Exploding Plastic Inevitable
Phoenix Art Museum’s
Andy Warhol theme bash, held during First Friday on March 6 right before Art Detour
weekend, succeeded in achieving ArtLink’s “Connect the Dots” theme by blending visual, literary, and performance art with a twist of social savvy — all inspired by a party Warhol himself once threw. The event drew a significant crowd of folks of all ages, who enjoyed the “Andy Warhol: Portraits” exhibition
plus performances by local artists and a nifty installation of silver pillow-shaped Mylar balloons.
Karl Addison Murals
Look toward the sky behind the new location for Songbird Coffee & Tea
or the FilmBar
and you’ll see an exquisite mural featuring the face of a bearded man surrounded by a geometrical pattern rendered in purples and pinks not often spotted when making the mural rounds. It’s one of two murals painted earlier this year at Kitchen Sink Studios
in Roosevelt Row
, where German artist Karl Addison took inspiration from the late architect Frank Henry and renowned sculptor John Waddell. In a region filled with mural art, this is some of the finest — enhanced by its location just out of sight for those who aren’t truly looking at the everyday environment around them.
“Recorded Matter: Ceramics in Motion"
This exhibition at the Ceramics Research Center
affiliated with the ASU Art Museum
took viewers back to the roots of ceramics in the earth, focusing no less on process than on product while perfectly balancing traditional means of presenting visual arts with newer video technology. Videos shared narratives, ceramic technique, and more — demonstrating artists’ vastly different approaches. The exhibition elevated works of ceramic art beyond object status while revealing the mischievous thread that runs through much of contemporary ceramic art.

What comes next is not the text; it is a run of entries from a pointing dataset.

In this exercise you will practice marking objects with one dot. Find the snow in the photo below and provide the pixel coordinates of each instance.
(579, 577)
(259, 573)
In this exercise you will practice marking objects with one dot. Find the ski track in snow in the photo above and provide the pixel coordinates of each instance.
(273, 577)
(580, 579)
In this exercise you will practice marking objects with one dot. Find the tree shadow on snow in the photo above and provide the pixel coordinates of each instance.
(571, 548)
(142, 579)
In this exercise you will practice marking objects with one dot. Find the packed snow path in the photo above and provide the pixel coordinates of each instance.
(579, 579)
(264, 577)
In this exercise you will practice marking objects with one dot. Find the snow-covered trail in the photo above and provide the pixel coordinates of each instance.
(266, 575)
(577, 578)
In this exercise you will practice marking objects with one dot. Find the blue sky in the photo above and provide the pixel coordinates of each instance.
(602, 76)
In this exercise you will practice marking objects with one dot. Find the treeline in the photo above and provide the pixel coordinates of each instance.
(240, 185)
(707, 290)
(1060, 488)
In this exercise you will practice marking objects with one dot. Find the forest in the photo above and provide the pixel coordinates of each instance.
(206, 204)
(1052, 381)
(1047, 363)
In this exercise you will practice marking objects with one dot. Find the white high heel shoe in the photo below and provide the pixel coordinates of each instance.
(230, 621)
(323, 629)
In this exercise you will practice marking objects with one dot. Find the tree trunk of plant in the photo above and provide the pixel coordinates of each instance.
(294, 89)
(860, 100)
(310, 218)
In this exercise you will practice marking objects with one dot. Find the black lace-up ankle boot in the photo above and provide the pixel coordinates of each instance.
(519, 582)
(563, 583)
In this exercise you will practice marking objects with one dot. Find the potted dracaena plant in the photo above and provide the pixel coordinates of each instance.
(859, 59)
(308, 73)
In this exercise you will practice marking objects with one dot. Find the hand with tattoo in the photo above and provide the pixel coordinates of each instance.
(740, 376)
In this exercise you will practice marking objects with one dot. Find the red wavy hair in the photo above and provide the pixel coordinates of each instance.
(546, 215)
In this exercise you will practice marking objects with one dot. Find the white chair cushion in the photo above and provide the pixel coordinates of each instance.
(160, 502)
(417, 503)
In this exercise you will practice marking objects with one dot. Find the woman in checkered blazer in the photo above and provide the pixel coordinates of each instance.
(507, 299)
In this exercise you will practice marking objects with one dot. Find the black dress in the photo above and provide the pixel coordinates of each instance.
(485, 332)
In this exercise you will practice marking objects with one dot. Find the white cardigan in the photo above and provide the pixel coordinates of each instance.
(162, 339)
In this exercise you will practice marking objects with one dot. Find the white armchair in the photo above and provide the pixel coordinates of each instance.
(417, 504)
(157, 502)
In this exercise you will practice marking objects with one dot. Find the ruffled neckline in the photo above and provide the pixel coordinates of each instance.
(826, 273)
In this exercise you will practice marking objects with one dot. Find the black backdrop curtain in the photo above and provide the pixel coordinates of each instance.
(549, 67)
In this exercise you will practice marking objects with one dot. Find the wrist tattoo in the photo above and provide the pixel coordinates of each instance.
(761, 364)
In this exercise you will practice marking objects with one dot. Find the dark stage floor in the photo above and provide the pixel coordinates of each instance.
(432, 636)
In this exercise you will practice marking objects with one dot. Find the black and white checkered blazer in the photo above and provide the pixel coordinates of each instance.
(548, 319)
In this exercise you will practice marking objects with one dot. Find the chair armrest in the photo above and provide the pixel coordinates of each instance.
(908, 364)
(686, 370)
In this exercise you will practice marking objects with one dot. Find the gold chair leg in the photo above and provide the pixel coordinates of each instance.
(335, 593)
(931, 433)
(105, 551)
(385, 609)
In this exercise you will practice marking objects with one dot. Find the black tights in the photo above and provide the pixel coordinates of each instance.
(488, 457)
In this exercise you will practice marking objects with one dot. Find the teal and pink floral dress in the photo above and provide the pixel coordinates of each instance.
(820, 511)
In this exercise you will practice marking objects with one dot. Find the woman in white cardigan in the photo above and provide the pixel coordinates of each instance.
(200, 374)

This 2014 video by ASU MFA student Ryan Parra, currently featured in the “Summer Juried Graduate Exhibition”
at the Harry Wood Gallery
on the ASU Tempe campus, is titled Manifesto Perfected: A Critique of the Institutionalization of Art Through a Synthesis of Marina Abramovic’s “An Artist’s Life Manifesto.”
In Parra’s video, two men sit silently side by side, alternating writing text that explores the relationship of artists to inspiration, symbols, silence, and solitude. It’s a profound meditation on art-making in its broadest sense. The exhibition continues through August 28.
Works by Annie Lopez are currently on view in Terminal 4, Level 2 at Phoenix Sky Harbor International Airport
, as part of the current crop of exhibitions by the Phoenix Airport Museum
. Lopez is a fourth-generation Phoenician whose works, including cyanotype on paper with thread dresses, reflect her own family’s history and images seen on television and in the news. Lopez earned the 2012 Phoenix Art Museum Contemporary Forum Mid-Career Artist Award, and currently has works on view at the museum as well. “Sewing Stories: Printed Artworks by Annie Lopez”
continues at Sky Harbor Airport through October 11.